That was 1983 - twenty- six years ago. I ask you, Ben: Has education produced students with basic knowledge in the core disciplines and computer science TODAY? Are we there yet? OR - are we still at risk for not producing students with the essential skills for success in 1983?

Point 2: In 1991, eight years after the release of A Nation At Risk, the U. S. Department of Labor and the Secretary’s Commission on Achieving Necessary Skills released "What Work Requires of Schools: A SCANS Report for American 2000. In a nutshell, the SCANS Report called on schools to produce students with "three essential skills: 1.) A solid foundation in the basic literacy and computational skills, 2.) thinking skills necessary to put knowledge to work, and 3.) personal qualities that make workers dedicated and trustworthy."

That was 1991 - eighteen years ago. I ask you, Ben: Has education responded to this call to produce a nation of high school graduates that have mastered basic literacy and computation skills, thinking skills, and workplace ethics TODAY? Are we there yet? OR - are our businesses still looking to public schools to produce students with essential skills for success in 1991?

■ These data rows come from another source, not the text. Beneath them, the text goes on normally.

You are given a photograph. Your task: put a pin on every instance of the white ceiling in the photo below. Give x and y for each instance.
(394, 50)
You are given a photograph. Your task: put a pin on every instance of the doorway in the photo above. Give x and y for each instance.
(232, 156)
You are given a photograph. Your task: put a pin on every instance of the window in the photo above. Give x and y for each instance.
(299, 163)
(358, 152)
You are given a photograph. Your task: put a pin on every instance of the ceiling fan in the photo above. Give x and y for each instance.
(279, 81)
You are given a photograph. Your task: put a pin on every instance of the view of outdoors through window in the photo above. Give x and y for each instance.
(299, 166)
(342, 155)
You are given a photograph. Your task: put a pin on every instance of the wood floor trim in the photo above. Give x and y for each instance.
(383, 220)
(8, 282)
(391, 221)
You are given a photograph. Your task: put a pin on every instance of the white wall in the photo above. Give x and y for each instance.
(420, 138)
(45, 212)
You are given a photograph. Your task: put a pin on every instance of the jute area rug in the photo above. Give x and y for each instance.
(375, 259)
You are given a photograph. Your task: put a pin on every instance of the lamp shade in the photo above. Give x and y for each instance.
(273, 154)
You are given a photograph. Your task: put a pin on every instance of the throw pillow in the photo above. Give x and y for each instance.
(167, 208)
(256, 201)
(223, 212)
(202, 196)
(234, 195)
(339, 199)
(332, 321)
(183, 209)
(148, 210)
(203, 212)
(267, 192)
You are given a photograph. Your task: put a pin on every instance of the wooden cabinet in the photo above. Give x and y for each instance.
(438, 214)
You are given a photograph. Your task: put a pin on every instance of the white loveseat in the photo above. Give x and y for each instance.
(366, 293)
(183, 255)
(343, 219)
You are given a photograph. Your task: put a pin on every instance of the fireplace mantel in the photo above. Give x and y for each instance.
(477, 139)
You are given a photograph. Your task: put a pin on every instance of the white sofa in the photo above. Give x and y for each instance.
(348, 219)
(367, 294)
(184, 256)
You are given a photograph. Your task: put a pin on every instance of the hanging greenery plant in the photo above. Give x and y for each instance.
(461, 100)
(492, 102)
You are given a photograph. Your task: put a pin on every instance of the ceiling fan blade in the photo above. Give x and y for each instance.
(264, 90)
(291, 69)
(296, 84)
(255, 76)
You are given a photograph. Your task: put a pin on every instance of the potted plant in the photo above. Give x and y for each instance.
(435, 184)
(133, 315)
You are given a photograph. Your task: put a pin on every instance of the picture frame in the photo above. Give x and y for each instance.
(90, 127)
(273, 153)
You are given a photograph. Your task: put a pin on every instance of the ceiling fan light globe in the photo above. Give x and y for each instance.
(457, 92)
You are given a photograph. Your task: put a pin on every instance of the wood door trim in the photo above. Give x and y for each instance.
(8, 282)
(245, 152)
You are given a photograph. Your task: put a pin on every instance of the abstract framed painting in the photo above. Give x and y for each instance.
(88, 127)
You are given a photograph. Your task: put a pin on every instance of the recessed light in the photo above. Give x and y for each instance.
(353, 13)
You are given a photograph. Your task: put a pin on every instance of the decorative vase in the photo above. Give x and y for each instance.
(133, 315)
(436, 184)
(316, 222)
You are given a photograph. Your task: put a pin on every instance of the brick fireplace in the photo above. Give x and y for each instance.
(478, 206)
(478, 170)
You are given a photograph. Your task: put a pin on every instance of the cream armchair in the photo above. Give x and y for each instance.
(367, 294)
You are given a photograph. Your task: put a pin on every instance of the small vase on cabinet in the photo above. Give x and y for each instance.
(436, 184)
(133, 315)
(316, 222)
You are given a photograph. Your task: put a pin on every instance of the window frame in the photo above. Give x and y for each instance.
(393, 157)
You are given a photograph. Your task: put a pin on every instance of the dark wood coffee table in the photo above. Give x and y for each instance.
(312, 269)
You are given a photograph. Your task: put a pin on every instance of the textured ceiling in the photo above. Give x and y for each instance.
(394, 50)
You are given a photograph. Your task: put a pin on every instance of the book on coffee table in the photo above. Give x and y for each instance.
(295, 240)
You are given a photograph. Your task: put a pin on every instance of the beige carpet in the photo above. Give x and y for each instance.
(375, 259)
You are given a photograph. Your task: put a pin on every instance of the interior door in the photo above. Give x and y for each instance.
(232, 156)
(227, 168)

Point 3: On June 29, 1996, the U. S. Department of Education released Getting America's Students Ready for the 21st Century; Meeting the Technology Literacy Challenge, A Report to the Nation on Technology and Education. Recognizing the rapid changes in workplace needs and the vast challenges facing education, the Technology Literacy Challenge launched programs in the states that focused on a vision of the 21st century where all students are “technologically literate.” Four goals, relating primarily to technology skills, were advanced that focused specifically on: 1.) Training and support for teachers; 2.) Acquisition of multimedia computers in classrooms; 3.) Connection to the Internet for every classroom; and 4.) Acquiring effective software and online learning resources integral to teaching the school's curriculum.

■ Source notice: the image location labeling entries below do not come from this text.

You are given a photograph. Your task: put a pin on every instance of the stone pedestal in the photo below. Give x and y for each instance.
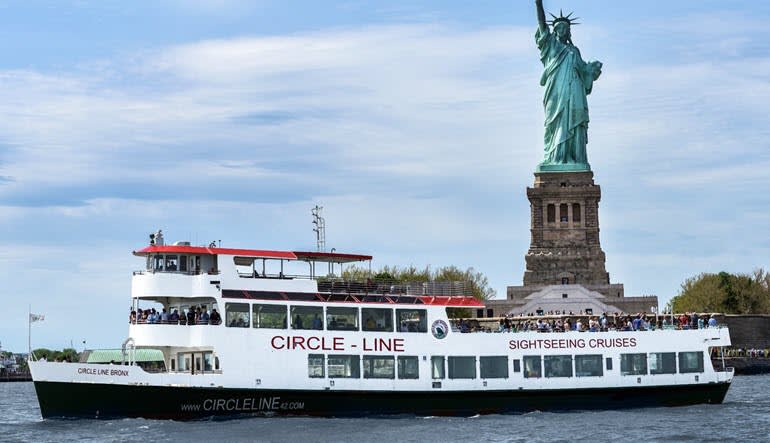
(564, 247)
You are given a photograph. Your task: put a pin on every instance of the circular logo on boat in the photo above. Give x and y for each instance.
(439, 329)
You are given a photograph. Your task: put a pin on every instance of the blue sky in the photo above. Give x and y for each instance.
(417, 125)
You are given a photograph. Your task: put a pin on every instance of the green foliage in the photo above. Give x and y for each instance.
(475, 281)
(67, 354)
(725, 292)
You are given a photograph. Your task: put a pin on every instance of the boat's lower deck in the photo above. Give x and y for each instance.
(94, 400)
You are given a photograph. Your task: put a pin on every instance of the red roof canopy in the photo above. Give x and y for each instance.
(203, 250)
(333, 257)
(457, 301)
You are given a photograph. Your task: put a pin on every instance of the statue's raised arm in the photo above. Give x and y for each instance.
(541, 23)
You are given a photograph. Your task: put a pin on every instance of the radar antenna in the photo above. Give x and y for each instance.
(319, 229)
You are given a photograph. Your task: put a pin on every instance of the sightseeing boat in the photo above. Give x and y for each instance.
(254, 332)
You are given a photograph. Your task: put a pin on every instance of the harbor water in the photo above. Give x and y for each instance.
(744, 415)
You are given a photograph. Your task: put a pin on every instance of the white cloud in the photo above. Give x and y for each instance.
(418, 139)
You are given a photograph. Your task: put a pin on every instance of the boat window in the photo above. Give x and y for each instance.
(412, 320)
(183, 362)
(377, 319)
(269, 316)
(237, 315)
(344, 366)
(315, 365)
(532, 366)
(437, 370)
(633, 364)
(408, 366)
(558, 365)
(663, 363)
(493, 367)
(307, 317)
(379, 366)
(157, 262)
(462, 367)
(588, 365)
(342, 319)
(172, 262)
(690, 362)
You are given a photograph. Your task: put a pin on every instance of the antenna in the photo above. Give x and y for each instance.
(320, 228)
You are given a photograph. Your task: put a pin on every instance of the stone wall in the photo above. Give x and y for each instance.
(749, 331)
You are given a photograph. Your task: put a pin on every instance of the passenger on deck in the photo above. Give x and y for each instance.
(317, 323)
(215, 318)
(203, 318)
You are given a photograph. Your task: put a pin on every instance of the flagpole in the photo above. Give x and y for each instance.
(29, 330)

That was 1996 - thirteen years ago. I ask you, Ben: Has education responded to this call to produce a technology proficient teacher corps and technology equipped classrooms with high speed internet access TODAY? Are we there yet? OR - is our nation still looking to public schools to provide teachers that use technology to support instruction in the basic literacies by producing students with new, high tech skills?

Point 4: In 2001, the Elementary and Secondary Education Act (ESEA) No Child Left Behind established a statutory requirement that underscored the growing consensus regarding the importance of technology literacy - the ability to use computers. The law says: “To assist every student in crossing the digital divide by ensuring that every student is technologically literate by the time the student finishes the eighth grade.” Another goal encourages “the effective integration of technology resources and systems with teacher training and curriculum development to establish research-based instructional methods that can be widely implemented as best practice by State educational agencies and local education agencies.”

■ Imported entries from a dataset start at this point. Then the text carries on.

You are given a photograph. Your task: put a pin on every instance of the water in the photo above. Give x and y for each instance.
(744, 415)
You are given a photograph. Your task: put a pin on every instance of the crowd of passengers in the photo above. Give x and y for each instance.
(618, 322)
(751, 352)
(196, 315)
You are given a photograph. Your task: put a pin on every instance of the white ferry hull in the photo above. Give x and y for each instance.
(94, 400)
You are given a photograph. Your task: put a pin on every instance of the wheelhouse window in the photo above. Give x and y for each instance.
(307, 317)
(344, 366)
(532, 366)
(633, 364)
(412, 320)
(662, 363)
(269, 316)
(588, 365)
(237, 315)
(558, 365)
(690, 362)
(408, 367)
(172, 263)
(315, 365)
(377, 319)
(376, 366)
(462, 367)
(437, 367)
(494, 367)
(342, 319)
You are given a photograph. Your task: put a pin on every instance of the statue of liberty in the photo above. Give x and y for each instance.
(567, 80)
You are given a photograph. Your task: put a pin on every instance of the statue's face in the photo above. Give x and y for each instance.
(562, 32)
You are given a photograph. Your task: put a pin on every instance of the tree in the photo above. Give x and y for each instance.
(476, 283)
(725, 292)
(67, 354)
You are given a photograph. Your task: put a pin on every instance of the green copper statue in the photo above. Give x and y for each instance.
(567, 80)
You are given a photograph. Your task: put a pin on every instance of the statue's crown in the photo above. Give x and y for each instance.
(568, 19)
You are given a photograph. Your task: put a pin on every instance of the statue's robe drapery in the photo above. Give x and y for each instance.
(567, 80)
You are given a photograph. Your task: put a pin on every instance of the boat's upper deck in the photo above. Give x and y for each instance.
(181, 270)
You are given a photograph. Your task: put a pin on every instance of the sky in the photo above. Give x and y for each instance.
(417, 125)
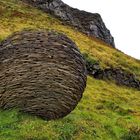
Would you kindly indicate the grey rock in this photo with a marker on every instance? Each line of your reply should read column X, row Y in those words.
column 42, row 73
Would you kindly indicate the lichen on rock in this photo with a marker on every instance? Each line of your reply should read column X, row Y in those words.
column 42, row 73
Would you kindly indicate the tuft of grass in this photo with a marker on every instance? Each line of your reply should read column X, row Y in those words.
column 16, row 16
column 106, row 112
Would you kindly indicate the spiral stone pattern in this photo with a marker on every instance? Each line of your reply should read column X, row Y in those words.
column 41, row 73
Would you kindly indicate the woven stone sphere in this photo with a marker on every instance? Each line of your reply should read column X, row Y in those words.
column 41, row 73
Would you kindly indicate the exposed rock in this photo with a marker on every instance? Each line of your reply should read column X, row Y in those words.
column 42, row 73
column 118, row 75
column 88, row 23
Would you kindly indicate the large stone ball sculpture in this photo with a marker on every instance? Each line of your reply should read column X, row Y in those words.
column 41, row 73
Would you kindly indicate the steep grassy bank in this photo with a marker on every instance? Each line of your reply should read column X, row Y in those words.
column 16, row 16
column 106, row 111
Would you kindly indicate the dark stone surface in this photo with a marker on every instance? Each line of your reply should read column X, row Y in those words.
column 88, row 23
column 42, row 73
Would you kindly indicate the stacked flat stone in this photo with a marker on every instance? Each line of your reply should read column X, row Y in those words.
column 41, row 73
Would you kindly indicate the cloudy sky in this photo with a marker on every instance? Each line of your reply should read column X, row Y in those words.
column 122, row 18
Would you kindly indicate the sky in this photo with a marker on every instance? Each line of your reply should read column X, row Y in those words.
column 121, row 17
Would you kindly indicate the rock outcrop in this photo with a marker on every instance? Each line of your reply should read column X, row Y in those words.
column 42, row 73
column 88, row 23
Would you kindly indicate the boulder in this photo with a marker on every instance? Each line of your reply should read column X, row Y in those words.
column 41, row 73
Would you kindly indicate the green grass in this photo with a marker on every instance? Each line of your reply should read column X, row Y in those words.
column 106, row 111
column 16, row 16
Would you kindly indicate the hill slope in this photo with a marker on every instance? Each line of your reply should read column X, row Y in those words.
column 107, row 111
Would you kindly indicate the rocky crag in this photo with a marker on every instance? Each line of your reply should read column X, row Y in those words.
column 42, row 73
column 88, row 23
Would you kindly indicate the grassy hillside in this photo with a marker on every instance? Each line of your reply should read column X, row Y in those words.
column 106, row 111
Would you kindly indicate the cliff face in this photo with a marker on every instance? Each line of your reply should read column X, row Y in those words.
column 88, row 23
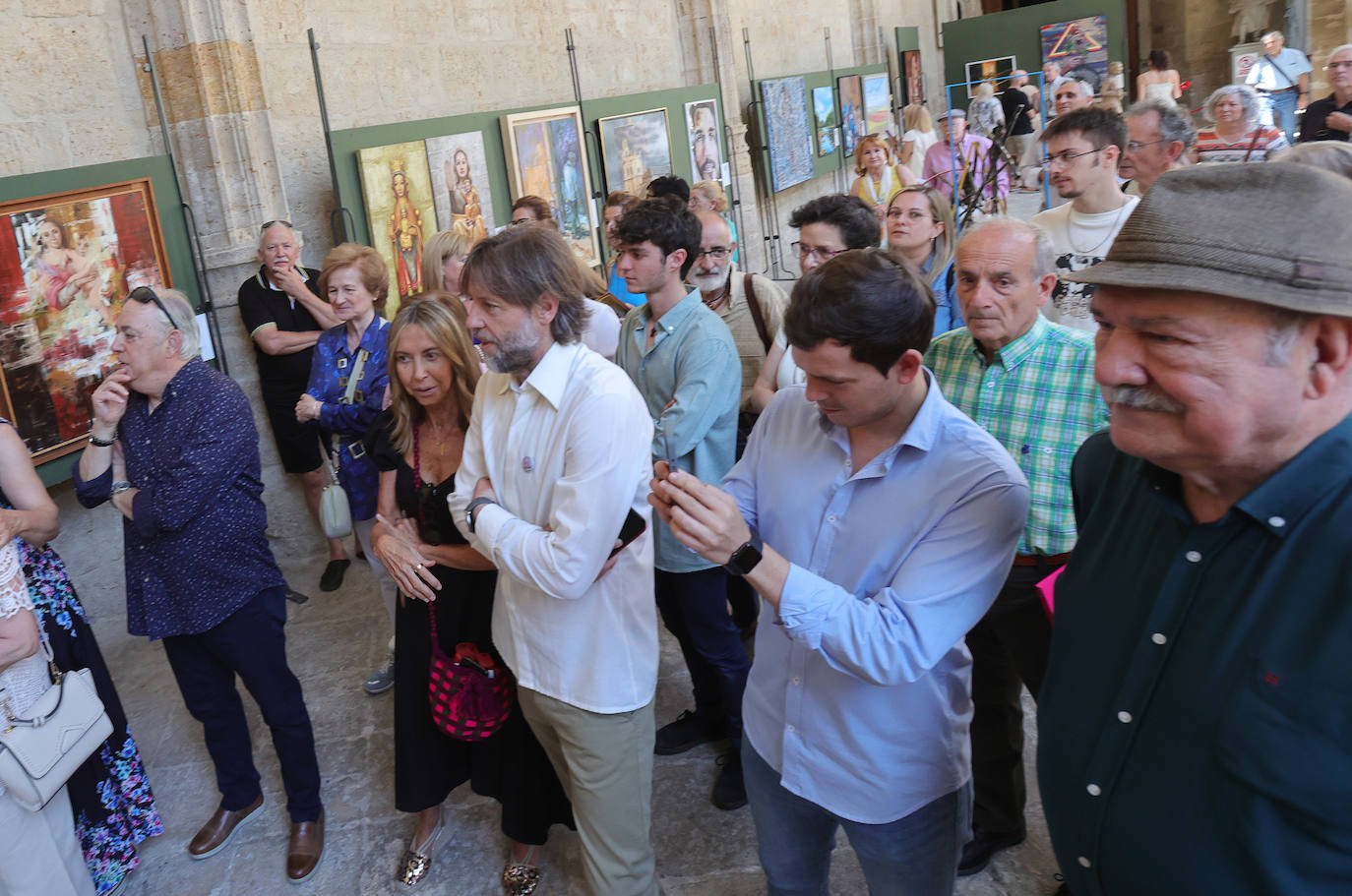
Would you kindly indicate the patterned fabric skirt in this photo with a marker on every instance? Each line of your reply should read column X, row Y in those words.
column 109, row 794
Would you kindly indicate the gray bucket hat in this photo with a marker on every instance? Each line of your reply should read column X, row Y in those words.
column 1273, row 233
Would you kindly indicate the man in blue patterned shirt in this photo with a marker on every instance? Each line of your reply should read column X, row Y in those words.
column 173, row 447
column 1030, row 384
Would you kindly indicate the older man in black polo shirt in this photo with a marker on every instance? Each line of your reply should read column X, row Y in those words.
column 284, row 318
column 1194, row 725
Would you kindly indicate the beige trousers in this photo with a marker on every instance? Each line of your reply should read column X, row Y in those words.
column 604, row 762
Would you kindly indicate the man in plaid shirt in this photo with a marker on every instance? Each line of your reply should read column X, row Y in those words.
column 1030, row 384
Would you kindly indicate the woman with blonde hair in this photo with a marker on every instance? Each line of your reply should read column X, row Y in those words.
column 878, row 179
column 444, row 256
column 708, row 196
column 917, row 137
column 920, row 227
column 347, row 379
column 445, row 587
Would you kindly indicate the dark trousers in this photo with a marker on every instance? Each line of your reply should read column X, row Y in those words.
column 249, row 643
column 694, row 609
column 1009, row 647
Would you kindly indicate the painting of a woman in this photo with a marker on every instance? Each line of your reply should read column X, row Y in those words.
column 404, row 231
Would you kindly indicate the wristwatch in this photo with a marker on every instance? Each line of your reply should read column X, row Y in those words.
column 744, row 559
column 473, row 506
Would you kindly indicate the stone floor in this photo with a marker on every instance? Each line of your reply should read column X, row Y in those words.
column 335, row 642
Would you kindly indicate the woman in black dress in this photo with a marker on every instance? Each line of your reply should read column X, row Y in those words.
column 416, row 445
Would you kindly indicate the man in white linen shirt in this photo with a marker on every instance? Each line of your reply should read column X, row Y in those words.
column 556, row 458
column 878, row 522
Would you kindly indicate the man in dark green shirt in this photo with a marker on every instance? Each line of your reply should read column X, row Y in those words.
column 1196, row 721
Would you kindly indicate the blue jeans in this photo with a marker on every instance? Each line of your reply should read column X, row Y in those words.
column 1279, row 111
column 913, row 856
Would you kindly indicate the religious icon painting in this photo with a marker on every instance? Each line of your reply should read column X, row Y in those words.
column 460, row 185
column 994, row 71
column 824, row 114
column 400, row 213
column 636, row 149
column 67, row 264
column 704, row 136
column 546, row 157
column 852, row 111
column 1079, row 46
column 787, row 133
column 878, row 103
column 913, row 79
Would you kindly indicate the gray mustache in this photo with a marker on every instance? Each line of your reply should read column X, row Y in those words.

That was 2001 - eight years ago. I ask you, Ben: Has education responded to this call to produce technology proficient students by the end of the eighth grade? Are our teachers using technologies to teach based on research-based instructional methods TODAY? Are we there yet? OR - are our public schools ignoring the law requiring that students master basic computer literacy and have opportunities to learn core subjects using modern technologies and research-based practices?

Point 5: In 2002, the Partnership for 21st Century Skills published Learning for the 21st Century. Here is an excerpt: "To cope with the demands of the 21st century, people need to know more than core subjects. They need to know how to use their knowledge and skills-by thinking critically, applying knowledge to new situations, analyzing information, comprehending new ideas, communicating, collaborating, solving problems, making decisions.” This important document, designed to influence policy ,called attention to the need for students to know and be able to do "more than core subjects" for success in life and work in the 21st century. These skills were advanced and are often referred to as 21st century skills:

  • critical thinking
  • apply knowledge
  • analyze information
  • comprehend new ideas
  • communicate
  • collaborate
  • problem solve
  • making decisions

Now, I know you say these skills have always been important, Ben. I agree. The point, however, is not whether the skills are important or not. It is well established that the skills are important. The point is whether or not we are teaching these skills and students are learning them in schools.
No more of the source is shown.